2. Sayyid Ahmad Khan
Sayyid Ahmad Khan juga mempunyai kesamaan pemikiran dengan
Muhammad Abduh terutama tentang akal yang mendapat penghargaan tinggi
dalampandangannya. Meskipun demikian sebagai penganut ajaran Islam yang
taat dan percaya akan kebenaran wahyu, ia berpendapat bahwa akal bukanlah
segalnya dan kekuatan akal pun terbatas. Ia menentang keras terhadap faham
taklid. Sebagai konsekuensinya, ia memandang perlu diadakannya ijtihad-ijtihad
baru untuk menyesuaikan pelaksanaan ajaran-ajaran Islam dengan situasi dan
kondisi masyarakat yang senantiasa mengalami perubahan.
3. Muhammad Iqbal
Ijtihad dalam perspektif Iqbal disebut sebagai prinsip gerak dalam struktur
Islam. Menurutnya, untuk mengembalikan semangat dinamika Islam dan
membuang kekakuan serta kejumudan hukum Islam.
10
Ijtihad harus dialihkan menjadi ijtihad kolektif. Dan menyerukan kepada kaum
muslimin agar menerima dan mengembangkan lebih lanjut hasil-hasil realisme
tersebut.
4. Ismail Al-Faruqi
Pemikiran Al-Faruqi tentang kalam melalui karyanya yang berjudul : Its
Implications for Thought and Life (Edisi Indonesianya berjudul Tauhid yang
mengupas hakikat tauhid secara mendalam. Diantaranya yaitu: tauhid sebagai
inti pengalaman agama, tauhid seabagai pandangan dunia, tauhid sebagai intisari
Islam dan lain sebagainya.
5. Hasan Hanafi
- Kritik terhadap teologi tradisional yaitu Dalam gagasannya tentang
rekonstruksi teologi tradisional, Hanafi menegaskan perlunya mengubah
orientasi perangkat konseptual system kepercayaan (teologi) sesuai dengan
perubahan konteks-politik yang terjadi.
- Hanafi juga menwarkan dua hal untuk memperoleh kesempurnaan
teori ilmu dalam teologi Islam yaitu: analisis bahasa dan analisis realitas.
6. H.M. Rasyidi
- Rasyidi menolak pandangan Harun Nasution yang menyamakan
pengertian ilmu kalam dan teologi.
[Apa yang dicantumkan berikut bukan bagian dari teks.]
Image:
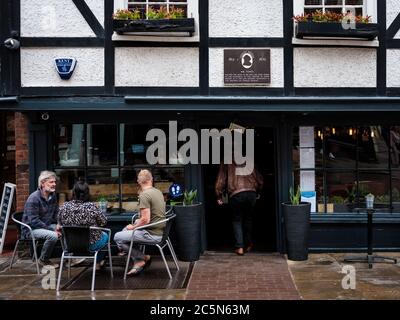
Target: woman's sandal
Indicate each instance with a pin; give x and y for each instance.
(147, 263)
(135, 271)
(239, 251)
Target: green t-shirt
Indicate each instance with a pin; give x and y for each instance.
(153, 199)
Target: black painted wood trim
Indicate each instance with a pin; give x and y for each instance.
(62, 42)
(288, 50)
(109, 51)
(393, 44)
(134, 43)
(246, 42)
(394, 27)
(61, 91)
(204, 71)
(320, 92)
(157, 91)
(90, 17)
(381, 53)
(393, 92)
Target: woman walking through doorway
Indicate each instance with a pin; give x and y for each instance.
(242, 191)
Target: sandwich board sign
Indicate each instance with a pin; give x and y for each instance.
(5, 208)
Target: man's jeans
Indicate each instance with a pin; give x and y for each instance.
(123, 239)
(242, 205)
(50, 238)
(98, 245)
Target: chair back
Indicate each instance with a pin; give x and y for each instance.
(76, 240)
(169, 215)
(17, 218)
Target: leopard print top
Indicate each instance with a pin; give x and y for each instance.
(78, 213)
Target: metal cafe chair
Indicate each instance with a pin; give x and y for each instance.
(17, 218)
(164, 242)
(76, 241)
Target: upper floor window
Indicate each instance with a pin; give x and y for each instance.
(148, 8)
(335, 6)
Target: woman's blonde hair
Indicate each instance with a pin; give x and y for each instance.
(45, 175)
(144, 176)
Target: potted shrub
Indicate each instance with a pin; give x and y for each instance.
(329, 24)
(339, 204)
(161, 20)
(188, 226)
(297, 225)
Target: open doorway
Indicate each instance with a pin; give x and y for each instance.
(218, 218)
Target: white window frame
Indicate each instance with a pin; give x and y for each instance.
(370, 9)
(192, 12)
(343, 6)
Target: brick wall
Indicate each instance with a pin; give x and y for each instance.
(21, 159)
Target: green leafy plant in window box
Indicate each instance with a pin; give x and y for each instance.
(297, 225)
(157, 21)
(329, 24)
(188, 226)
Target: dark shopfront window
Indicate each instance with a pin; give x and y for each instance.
(344, 164)
(108, 156)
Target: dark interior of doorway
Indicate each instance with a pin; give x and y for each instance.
(218, 220)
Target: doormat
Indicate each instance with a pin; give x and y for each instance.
(154, 277)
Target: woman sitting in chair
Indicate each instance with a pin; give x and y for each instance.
(80, 212)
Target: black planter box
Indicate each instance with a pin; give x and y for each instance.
(160, 25)
(297, 228)
(188, 231)
(367, 31)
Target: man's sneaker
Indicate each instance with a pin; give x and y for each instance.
(47, 262)
(76, 262)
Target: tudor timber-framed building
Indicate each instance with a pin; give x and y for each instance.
(327, 120)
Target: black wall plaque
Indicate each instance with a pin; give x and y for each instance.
(6, 203)
(247, 67)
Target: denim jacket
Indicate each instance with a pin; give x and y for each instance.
(39, 213)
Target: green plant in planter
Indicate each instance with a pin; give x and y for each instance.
(295, 197)
(125, 14)
(337, 200)
(189, 197)
(102, 199)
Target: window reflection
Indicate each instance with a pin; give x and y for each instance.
(101, 145)
(69, 146)
(67, 179)
(104, 186)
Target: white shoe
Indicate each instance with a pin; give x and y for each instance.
(76, 262)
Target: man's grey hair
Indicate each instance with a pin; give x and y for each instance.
(45, 175)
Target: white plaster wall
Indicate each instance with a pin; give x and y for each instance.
(334, 67)
(250, 18)
(157, 67)
(216, 64)
(392, 10)
(56, 18)
(97, 7)
(393, 70)
(38, 69)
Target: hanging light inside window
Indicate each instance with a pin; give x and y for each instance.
(350, 131)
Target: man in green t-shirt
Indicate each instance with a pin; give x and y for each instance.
(152, 209)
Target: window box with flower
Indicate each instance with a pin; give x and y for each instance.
(334, 25)
(162, 20)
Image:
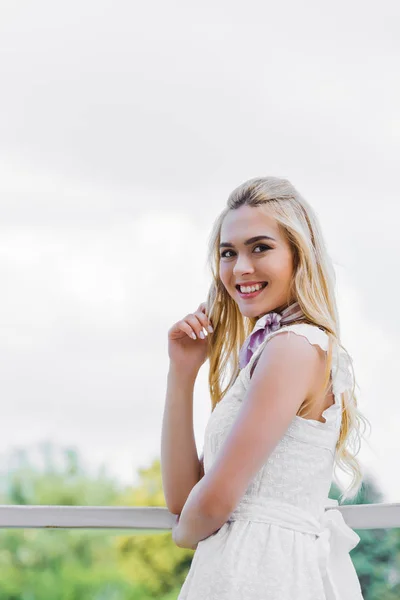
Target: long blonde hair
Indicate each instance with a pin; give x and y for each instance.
(313, 286)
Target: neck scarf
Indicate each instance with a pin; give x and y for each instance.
(272, 321)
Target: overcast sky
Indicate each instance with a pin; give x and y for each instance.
(123, 129)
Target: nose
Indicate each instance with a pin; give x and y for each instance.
(243, 264)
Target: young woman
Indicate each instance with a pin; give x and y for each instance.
(254, 508)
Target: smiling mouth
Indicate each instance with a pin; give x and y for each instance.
(264, 284)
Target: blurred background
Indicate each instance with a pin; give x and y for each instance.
(123, 129)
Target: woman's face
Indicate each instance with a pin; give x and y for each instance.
(247, 262)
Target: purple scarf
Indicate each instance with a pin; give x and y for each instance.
(265, 324)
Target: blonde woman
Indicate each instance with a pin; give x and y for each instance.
(255, 507)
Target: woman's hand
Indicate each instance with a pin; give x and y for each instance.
(185, 352)
(177, 536)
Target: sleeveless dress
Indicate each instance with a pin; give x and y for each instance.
(280, 543)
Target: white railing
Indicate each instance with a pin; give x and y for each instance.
(357, 516)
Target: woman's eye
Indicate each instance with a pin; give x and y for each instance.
(223, 254)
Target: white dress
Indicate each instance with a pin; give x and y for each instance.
(280, 543)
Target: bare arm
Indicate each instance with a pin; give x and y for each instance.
(180, 465)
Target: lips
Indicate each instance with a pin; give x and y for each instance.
(264, 284)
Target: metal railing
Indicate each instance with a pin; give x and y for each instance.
(356, 516)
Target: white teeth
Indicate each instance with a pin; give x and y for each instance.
(253, 288)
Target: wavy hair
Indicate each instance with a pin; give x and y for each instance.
(313, 287)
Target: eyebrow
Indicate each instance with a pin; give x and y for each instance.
(248, 242)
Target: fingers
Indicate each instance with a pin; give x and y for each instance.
(197, 324)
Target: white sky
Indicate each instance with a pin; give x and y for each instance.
(122, 131)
Menurutnya teologi dalam Kristen
tidak sama dengan tauhid atau ilmu kalam. Dia juga mengkritik salah satu
tema-tema ilmu kalam Harun Nasution. Dia berpendapat bahwa
menonjolkan perbedaan pendapat anatara Asy’ariyah dan Mu’tazilah,
sebagaimana dilakukan Harun Nasution, akan melemahkan iman para
mahasiswa. Karena pemikiran kalam Harun Nasution terlalu mengagung-
agungkan akal sehingga menganggap remeh ayat-ayat Al-Qur’an.
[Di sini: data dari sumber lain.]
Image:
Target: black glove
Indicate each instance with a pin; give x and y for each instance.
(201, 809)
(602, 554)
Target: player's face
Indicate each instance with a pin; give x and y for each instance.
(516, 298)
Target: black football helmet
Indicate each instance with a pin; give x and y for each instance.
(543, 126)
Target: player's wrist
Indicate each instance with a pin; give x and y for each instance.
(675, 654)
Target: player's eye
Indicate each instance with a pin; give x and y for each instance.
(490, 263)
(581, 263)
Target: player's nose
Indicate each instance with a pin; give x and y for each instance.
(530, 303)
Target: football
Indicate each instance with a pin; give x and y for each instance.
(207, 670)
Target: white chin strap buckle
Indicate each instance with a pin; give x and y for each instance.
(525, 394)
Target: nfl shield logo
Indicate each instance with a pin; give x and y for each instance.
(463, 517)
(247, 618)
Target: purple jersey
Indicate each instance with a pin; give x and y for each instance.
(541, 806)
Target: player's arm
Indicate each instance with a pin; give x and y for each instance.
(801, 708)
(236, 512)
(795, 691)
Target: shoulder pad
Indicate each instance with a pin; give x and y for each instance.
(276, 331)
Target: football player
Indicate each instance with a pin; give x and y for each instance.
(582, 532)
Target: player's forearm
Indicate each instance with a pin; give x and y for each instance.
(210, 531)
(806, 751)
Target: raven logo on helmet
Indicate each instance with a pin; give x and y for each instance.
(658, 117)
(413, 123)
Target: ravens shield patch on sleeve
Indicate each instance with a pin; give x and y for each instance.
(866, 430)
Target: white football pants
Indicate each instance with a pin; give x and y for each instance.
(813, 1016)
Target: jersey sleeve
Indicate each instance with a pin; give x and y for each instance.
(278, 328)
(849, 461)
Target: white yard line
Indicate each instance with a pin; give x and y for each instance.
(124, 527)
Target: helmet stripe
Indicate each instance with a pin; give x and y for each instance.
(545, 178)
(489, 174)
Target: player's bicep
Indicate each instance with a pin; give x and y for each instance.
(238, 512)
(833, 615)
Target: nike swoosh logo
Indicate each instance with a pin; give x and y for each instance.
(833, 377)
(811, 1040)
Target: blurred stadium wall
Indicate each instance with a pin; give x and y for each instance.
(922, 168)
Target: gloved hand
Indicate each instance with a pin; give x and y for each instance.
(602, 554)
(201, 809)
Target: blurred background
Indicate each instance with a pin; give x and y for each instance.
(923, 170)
- Menurutnya iman bukan sekedar menuju bersatunya manusia
dengan Tuhan, tetapi dapat dilihat dalam dimensi konsekuensial atau
hubungan manusia dengan manusia, yakni hidup dalam masyarakat.
11
4. Harun Nasution.
- Berkenaan dengan akal ini, Harun Nasution menulis demikian
“Akal melambangkan kekuatan manusia. Karena akallah, manusia
mempunyai kesanggupan untuk menaklukkan kekuatan makhluk lain
sekitarnya. Bertambah tinggi akal manusia, bertambah tinggilah
kesanggupannya untuk mengalahkan makhluk lain. Bertambah lemah
kekuatan akal manusia, bertambah rendah pulalah kesanggupannya
menghadapi kekuatan-kekuatan lain tersebut”.
- Hubungan akal dan wahyu: Akal mempunyai kedudukan yang
tinggi dalam Al-Qur’an. Orang yang beriman tidak perlu menerima bahwa
wahyu sudah mengandung segala-galanya. Wahyu bahkan tidak
menjelaskan semua permasalahan keagamaan.
Dari keempat pemikiran sebagaimana disebutkan diatas setidaknya dapat
kita pahami bahwa masing masing tokoh memang tidak dapat terlepaskan
dari pemikiran kalam dimasa lalu. HM. Rasyidi misalnya pemikirannya
lebih cenderung kepada pemikiran Ahlusunnah wal Jamaah atau al
Maturidiytah yang dibangun oleh al Imam Asy’ari dan al Maturdi.
Demikian juga dengan Harun Nasution dan Hasan Hanafi yang
pemikirannya lebih cenderung kepada pemikiran Muktazilah dan
Qadariyah yang lebih menekankan peranan akal dalam menghadapi realita
takdir atau nasib dalam kehidupan di dunia ini.
2. Saran
Demikian pembahasan makalah yang penulis uraikan. Saran dan kritik yang
membangun sangat penulis harapkan demi terciptanya pengetahuan-pengetahuan
baru khususnya mengenai ilmu kalam. Sekian dan terimakasih.